Module pipelines.rj_escritorio.data_catalog.tasks

Tasks for generating a data catalog from BigQuery.

Functions

def generate_dataframe_from_list_of_tables(list_of_tables: list) ‑> pandas.core.frame.DataFrame

Generate a Pandas DataFrame from a list of tables.

Args

list_of_tables
List of tables.

Returns

Pandas DataFrame.

def list_projects(mode: str = 'prod', exclude_dev: bool = True) ‑> List[str]

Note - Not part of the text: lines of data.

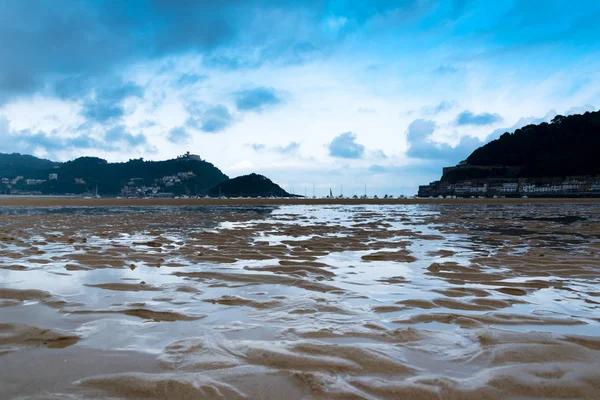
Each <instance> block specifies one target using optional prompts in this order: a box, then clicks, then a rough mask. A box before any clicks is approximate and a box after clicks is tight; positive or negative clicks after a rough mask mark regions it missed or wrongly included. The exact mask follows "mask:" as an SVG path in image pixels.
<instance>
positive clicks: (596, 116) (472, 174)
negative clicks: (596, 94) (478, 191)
mask: <svg viewBox="0 0 600 400" xmlns="http://www.w3.org/2000/svg"><path fill="white" fill-rule="evenodd" d="M598 149H600V111H596V112H586V113H585V114H582V115H570V116H568V117H564V116H561V115H559V116H556V117H555V118H554V119H553V120H552V122H551V123H546V122H543V123H541V124H539V125H527V126H525V127H523V128H521V129H517V130H516V131H515V132H514V133H509V132H506V133H504V134H503V135H502V136H501V137H500V138H499V139H497V140H494V141H492V142H490V143H487V144H486V145H484V146H482V147H480V148H478V149H477V150H475V151H474V152H473V153H472V154H471V155H470V156H469V157H468V158H467V159H466V163H465V164H464V165H461V166H460V167H458V168H448V169H447V172H446V173H445V174H444V177H443V178H442V180H446V181H459V180H467V179H486V178H534V177H550V176H556V177H560V176H576V175H598V174H600V156H598ZM482 167H487V168H482Z"/></svg>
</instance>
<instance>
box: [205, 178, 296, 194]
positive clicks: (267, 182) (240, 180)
mask: <svg viewBox="0 0 600 400" xmlns="http://www.w3.org/2000/svg"><path fill="white" fill-rule="evenodd" d="M209 195H210V196H225V197H296V196H294V195H292V194H289V193H288V192H286V191H285V190H283V189H282V188H281V187H280V186H279V185H277V184H275V183H273V182H272V181H271V180H270V179H269V178H267V177H265V176H263V175H259V174H250V175H243V176H238V177H237V178H233V179H229V180H228V181H225V182H222V183H219V184H218V185H216V186H215V187H213V188H212V189H210V191H209Z"/></svg>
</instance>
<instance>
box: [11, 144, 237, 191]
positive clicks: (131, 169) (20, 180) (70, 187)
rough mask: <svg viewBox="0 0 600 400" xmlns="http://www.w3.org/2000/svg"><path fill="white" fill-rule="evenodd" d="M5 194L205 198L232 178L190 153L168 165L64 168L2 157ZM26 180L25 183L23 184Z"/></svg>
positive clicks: (45, 160)
mask: <svg viewBox="0 0 600 400" xmlns="http://www.w3.org/2000/svg"><path fill="white" fill-rule="evenodd" d="M0 177H2V178H3V180H2V184H1V186H0V193H17V194H18V193H41V194H67V193H73V194H82V193H89V192H95V190H96V187H97V188H98V192H99V193H100V194H101V195H135V196H143V195H149V194H156V193H159V192H167V193H173V194H176V195H205V194H206V193H207V192H208V190H209V189H210V188H211V187H213V186H215V185H217V184H218V183H220V182H223V181H226V180H227V179H228V176H227V175H225V174H223V172H221V171H220V170H219V169H218V168H217V167H215V166H214V165H213V164H211V163H209V162H207V161H204V160H202V159H200V157H198V156H194V155H190V154H189V153H188V154H186V155H183V156H180V157H178V158H176V159H171V160H165V161H144V160H143V159H134V160H129V161H127V162H123V163H109V162H107V161H106V160H104V159H101V158H97V157H80V158H77V159H75V160H72V161H68V162H65V163H57V162H52V161H48V160H42V159H39V158H36V157H33V156H29V155H21V154H0ZM19 177H21V178H19Z"/></svg>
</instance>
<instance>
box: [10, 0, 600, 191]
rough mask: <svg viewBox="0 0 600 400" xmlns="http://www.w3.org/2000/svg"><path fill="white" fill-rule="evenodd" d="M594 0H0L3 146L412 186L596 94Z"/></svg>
mask: <svg viewBox="0 0 600 400" xmlns="http://www.w3.org/2000/svg"><path fill="white" fill-rule="evenodd" d="M599 20H600V2H598V1H593V0H590V1H586V0H580V1H577V2H572V1H553V0H545V1H537V0H527V1H500V0H499V1H484V0H482V1H475V0H455V1H451V0H450V1H441V0H439V1H434V0H405V1H402V0H397V1H373V0H372V1H289V2H279V1H259V0H251V1H234V0H220V1H216V0H215V1H191V0H190V1H187V0H181V1H168V0H139V1H138V0H128V1H119V0H97V1H82V0H77V1H76V0H54V1H39V0H28V1H13V0H0V137H1V138H2V139H3V140H2V141H0V151H1V152H21V153H30V154H34V155H37V156H41V157H47V158H51V159H55V160H69V159H72V158H75V157H78V156H81V155H96V156H100V157H103V158H106V159H108V160H109V161H124V160H128V159H130V158H139V157H143V158H145V159H155V160H157V159H166V158H172V157H175V156H177V155H179V154H182V153H184V152H186V151H188V150H189V151H190V152H192V153H197V154H200V155H201V156H202V157H203V158H205V159H207V160H209V161H211V162H213V163H214V164H215V165H217V166H218V167H219V168H221V169H222V170H223V171H224V172H225V173H227V174H228V175H230V176H232V177H233V176H237V175H241V174H245V173H250V172H257V173H262V174H265V175H267V176H268V177H270V178H272V179H273V180H275V181H276V182H278V183H279V184H281V185H282V186H285V187H286V188H288V189H292V188H294V190H295V191H296V192H297V193H301V194H303V192H304V188H305V187H307V188H309V189H308V191H309V192H312V187H313V185H315V187H316V188H317V194H326V193H328V192H329V188H332V189H333V191H334V192H336V191H337V192H339V190H340V188H341V187H342V186H343V187H344V194H352V192H353V191H354V192H356V193H362V192H363V190H364V185H365V184H366V185H367V187H368V190H369V192H370V193H377V194H384V193H390V194H395V195H397V194H414V193H415V192H416V187H417V185H419V184H423V183H427V182H429V181H431V180H434V179H436V178H438V177H439V176H440V174H441V167H443V166H446V165H454V164H456V163H458V162H459V161H460V160H462V159H464V158H465V157H466V156H468V155H469V154H470V152H471V151H473V150H474V149H475V148H477V147H478V146H480V145H481V144H483V143H485V142H486V141H489V140H492V139H494V138H496V137H498V136H499V135H500V134H502V133H503V132H505V131H512V130H514V129H516V128H518V127H520V126H523V125H526V124H528V123H538V122H541V121H545V120H549V119H551V118H552V117H553V116H554V115H556V114H571V113H580V112H585V111H592V110H597V109H598V107H599V105H600V85H599V83H600V49H599V47H600V44H599V42H600V41H598V40H597V38H598V37H600V27H599V24H598V23H597V21H599Z"/></svg>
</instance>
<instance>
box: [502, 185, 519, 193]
mask: <svg viewBox="0 0 600 400" xmlns="http://www.w3.org/2000/svg"><path fill="white" fill-rule="evenodd" d="M517 189H519V184H518V183H516V182H504V183H503V184H502V187H500V191H501V192H502V193H512V192H516V191H517Z"/></svg>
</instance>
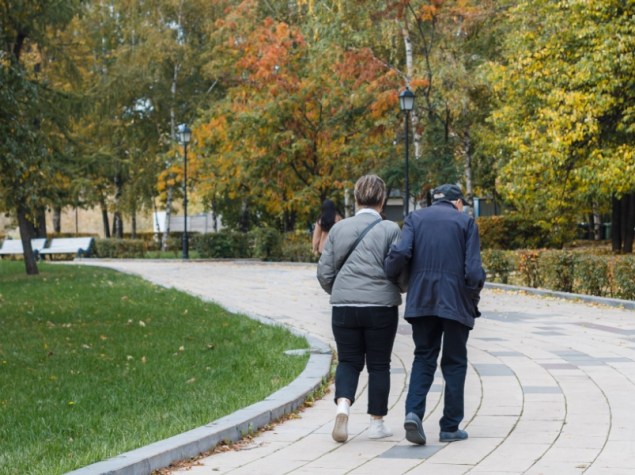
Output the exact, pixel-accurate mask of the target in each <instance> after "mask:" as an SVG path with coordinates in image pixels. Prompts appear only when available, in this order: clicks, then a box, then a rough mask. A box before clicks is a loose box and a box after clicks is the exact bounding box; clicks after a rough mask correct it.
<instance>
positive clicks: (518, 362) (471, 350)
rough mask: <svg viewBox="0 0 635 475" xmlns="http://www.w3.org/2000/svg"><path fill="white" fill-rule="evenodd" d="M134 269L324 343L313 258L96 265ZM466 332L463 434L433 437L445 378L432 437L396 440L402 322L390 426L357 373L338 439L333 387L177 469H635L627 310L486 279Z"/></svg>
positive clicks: (400, 372)
mask: <svg viewBox="0 0 635 475" xmlns="http://www.w3.org/2000/svg"><path fill="white" fill-rule="evenodd" d="M100 265H108V266H110V267H115V268H118V269H121V270H124V271H127V272H132V273H137V274H139V275H141V276H143V277H145V278H147V279H148V280H151V281H153V282H156V283H158V284H160V285H165V286H172V287H176V288H179V289H182V290H185V291H188V292H190V293H192V294H195V295H198V296H201V297H202V298H204V299H208V300H213V301H216V302H218V303H220V304H222V305H223V306H225V307H226V308H228V309H230V310H232V311H240V312H242V313H247V314H251V315H255V316H265V317H268V318H271V319H274V320H276V321H278V322H280V323H283V324H285V325H290V326H292V327H294V328H296V329H298V330H300V331H301V332H306V333H308V334H311V335H313V336H315V337H317V338H319V339H321V340H322V341H325V342H327V343H330V344H332V343H333V338H332V334H331V329H330V306H329V304H328V296H327V295H326V294H324V293H323V292H322V290H321V289H320V287H319V285H318V283H317V281H316V279H315V270H316V267H315V265H309V264H297V265H296V264H266V263H257V262H230V261H220V262H178V261H177V262H165V261H163V262H148V261H121V262H117V261H112V262H104V263H100ZM480 307H481V311H482V313H483V317H482V318H480V319H479V320H477V323H476V327H475V329H474V330H473V331H472V333H471V335H470V340H469V342H468V347H469V349H468V351H469V360H470V367H469V371H468V376H467V384H466V418H465V421H464V428H465V429H466V430H467V431H468V432H469V435H470V438H469V439H468V440H467V441H464V442H456V443H451V444H443V443H440V442H439V441H438V432H439V426H438V420H439V418H440V417H441V411H442V396H443V380H442V378H441V376H440V374H437V379H436V381H435V384H434V386H433V388H432V391H431V392H430V394H429V396H428V409H429V412H428V414H426V416H425V420H424V429H425V431H426V434H427V436H428V445H426V446H414V445H412V444H410V443H408V442H407V441H406V440H405V438H404V430H403V417H404V401H405V395H406V391H407V384H408V374H409V371H410V365H411V362H412V351H413V344H412V340H411V337H410V329H409V325H408V324H407V323H405V322H403V321H402V322H401V324H400V327H399V331H398V333H397V338H396V341H395V347H394V353H393V359H392V389H391V398H390V410H389V414H388V416H387V419H386V420H387V425H388V426H389V427H390V428H391V429H392V430H393V432H394V435H393V436H392V437H390V438H387V439H382V440H371V439H368V437H367V431H368V428H369V420H368V415H367V414H366V379H365V377H364V378H362V380H361V383H362V384H361V385H360V391H359V394H358V402H357V403H356V404H355V405H354V406H353V407H352V412H351V417H350V422H349V432H350V438H349V440H348V442H346V443H345V444H338V443H336V442H334V441H333V440H332V439H331V435H330V433H331V429H332V426H333V421H334V417H335V405H334V404H333V401H332V399H331V397H332V394H329V395H327V396H326V397H325V398H324V399H323V400H320V401H317V403H316V404H315V405H314V406H313V407H311V408H310V409H307V410H305V411H303V412H302V413H301V414H300V417H299V418H297V419H291V420H289V421H287V422H285V423H283V424H280V425H277V426H275V428H274V430H271V431H268V432H265V433H263V434H261V435H259V436H258V437H256V438H254V439H253V441H252V442H251V443H250V444H247V445H245V446H243V447H242V449H241V450H235V451H228V452H223V453H218V454H215V455H213V456H211V457H207V458H204V459H202V460H200V461H199V463H198V464H196V465H195V466H193V467H191V468H189V469H187V470H182V471H179V472H174V473H182V474H189V475H201V474H233V475H234V474H235V475H238V474H241V475H242V474H245V475H246V474H250V475H251V474H344V473H346V474H355V475H363V474H367V475H378V474H383V473H386V474H403V473H429V474H435V475H444V474H467V473H474V474H476V473H486V474H531V475H538V474H545V475H551V474H558V475H567V474H579V473H580V474H581V473H585V474H590V475H591V474H593V475H595V474H610V475H619V474H632V473H635V311H633V310H624V309H620V308H614V307H607V306H602V305H593V304H589V303H577V302H572V301H568V300H562V299H555V298H550V297H535V296H530V295H527V294H524V293H522V292H505V291H501V290H497V289H487V290H485V291H484V293H483V296H482V299H481V305H480Z"/></svg>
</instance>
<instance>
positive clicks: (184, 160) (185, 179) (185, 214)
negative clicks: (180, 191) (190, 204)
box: [178, 124, 192, 259]
mask: <svg viewBox="0 0 635 475" xmlns="http://www.w3.org/2000/svg"><path fill="white" fill-rule="evenodd" d="M178 135H179V142H180V143H181V145H183V214H184V216H185V218H184V220H183V259H189V258H190V252H189V240H188V237H187V146H188V144H189V143H190V140H191V139H192V131H191V130H190V128H189V127H188V126H187V125H186V124H181V125H180V126H179V131H178Z"/></svg>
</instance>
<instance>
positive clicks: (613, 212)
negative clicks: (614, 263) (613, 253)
mask: <svg viewBox="0 0 635 475" xmlns="http://www.w3.org/2000/svg"><path fill="white" fill-rule="evenodd" d="M611 247H612V249H613V252H621V250H622V202H621V201H620V200H619V199H617V197H615V196H613V198H611Z"/></svg>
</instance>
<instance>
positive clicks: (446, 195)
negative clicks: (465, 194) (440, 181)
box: [432, 183, 467, 205]
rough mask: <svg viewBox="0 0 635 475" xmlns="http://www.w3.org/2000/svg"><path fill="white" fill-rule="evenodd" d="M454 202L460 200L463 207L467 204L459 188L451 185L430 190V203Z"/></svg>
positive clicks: (450, 184)
mask: <svg viewBox="0 0 635 475" xmlns="http://www.w3.org/2000/svg"><path fill="white" fill-rule="evenodd" d="M441 200H445V201H456V200H461V201H462V202H463V204H464V205H466V204H467V201H465V197H464V196H463V192H462V191H461V187H460V186H459V185H453V184H451V183H448V184H445V185H441V186H438V187H437V188H435V189H434V190H432V201H441Z"/></svg>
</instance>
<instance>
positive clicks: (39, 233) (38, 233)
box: [35, 206, 47, 238]
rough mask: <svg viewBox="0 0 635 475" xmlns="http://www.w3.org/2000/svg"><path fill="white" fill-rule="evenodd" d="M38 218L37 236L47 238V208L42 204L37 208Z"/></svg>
mask: <svg viewBox="0 0 635 475" xmlns="http://www.w3.org/2000/svg"><path fill="white" fill-rule="evenodd" d="M35 218H36V223H35V224H36V226H35V237H39V238H45V237H46V234H47V233H46V208H45V207H44V206H41V207H39V208H38V209H37V216H36V217H35Z"/></svg>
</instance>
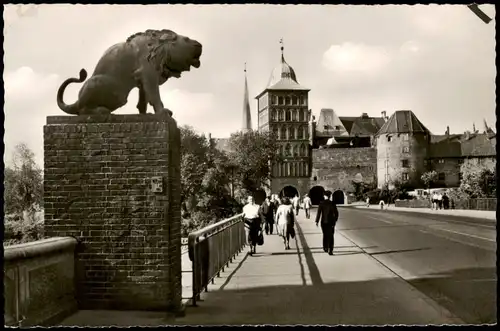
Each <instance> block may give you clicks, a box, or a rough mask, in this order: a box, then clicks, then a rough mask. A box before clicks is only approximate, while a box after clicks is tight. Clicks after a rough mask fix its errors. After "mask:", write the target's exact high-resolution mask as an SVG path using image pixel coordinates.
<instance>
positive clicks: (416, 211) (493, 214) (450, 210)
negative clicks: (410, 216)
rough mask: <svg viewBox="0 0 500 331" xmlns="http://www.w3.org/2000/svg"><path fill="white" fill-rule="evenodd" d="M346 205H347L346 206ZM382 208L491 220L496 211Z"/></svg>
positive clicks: (413, 208) (495, 219)
mask: <svg viewBox="0 0 500 331" xmlns="http://www.w3.org/2000/svg"><path fill="white" fill-rule="evenodd" d="M346 207H347V206H346ZM351 208H360V209H369V210H380V206H379V205H370V207H366V205H364V204H363V205H353V206H351ZM384 210H387V211H403V212H410V213H424V214H436V215H450V216H459V217H472V218H481V219H486V220H491V221H496V219H497V212H496V211H489V210H468V209H440V210H433V209H429V208H406V207H396V206H394V205H393V204H391V205H386V206H385V208H384Z"/></svg>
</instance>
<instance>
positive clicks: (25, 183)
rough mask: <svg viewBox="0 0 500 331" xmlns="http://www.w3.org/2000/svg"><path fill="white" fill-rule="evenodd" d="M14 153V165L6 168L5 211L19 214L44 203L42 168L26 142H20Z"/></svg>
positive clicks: (7, 212) (6, 211) (4, 171)
mask: <svg viewBox="0 0 500 331" xmlns="http://www.w3.org/2000/svg"><path fill="white" fill-rule="evenodd" d="M13 154H14V155H13V163H12V166H11V167H8V166H7V167H5V169H4V176H5V179H4V181H5V183H4V184H5V192H4V208H5V209H4V211H5V213H6V214H12V213H17V214H19V213H22V212H23V211H31V210H36V209H38V207H40V206H42V204H43V173H42V169H41V168H40V167H39V166H38V165H37V164H36V162H35V154H34V153H33V152H32V151H31V150H30V149H29V148H28V146H27V145H26V144H24V143H21V144H18V145H17V146H16V147H15V150H14V153H13Z"/></svg>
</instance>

Lists all GCP projects that we have access to.

Args

mode
Credentials mode.
exclude_dev
Exclude projects that ends with "-dev".

Returns

List of project IDs.

def list_tables(project_id: str, client: google.cloud.bigquery.client.Client = None, mode: str = 'prod', exclude_staging: bool = True, exclude_test: bool = True, exclude_logs: bool = True)

List all datasets and tables in a project.

Args

client
BigQuery client.
project_id
Project ID.
mode
BigQuery client mode.
exclude_staging
Exclude staging datasets.
exclude_test
Exclude anything that contains the word "test".
exclude_logs
Exclude log datasets.

Returns

List of dictionaries in the format: { "project_id": "project_id", "dataset_id": "dataset_id", "table_id": "table_id", "url": "https://console.cloud.google.com/bigquery?p={project_id}&d={dataset_id}&t={table_id}&page=table", "private": True/False, }

def merge_list_of_list_of_tables(list_of_list_of_tables: list) ‑> list

Merge a list of list of tables into a single list of tables.

Args

list_of_list_of_tables
List of list of tables.

Returns

List of tables.

def update_gsheets_data_catalog(dataframe: pandas.core.frame.DataFrame, spreadsheet_url: str, sheet_name: str) ‑> None

Update a Google Sheets spreadsheet with a DataFrame.

Args

dataframe
Pandas DataFrame.
spreadsheet_url
Google Sheets spreadsheet URL.
sheet_name
Google Sheets sheet name.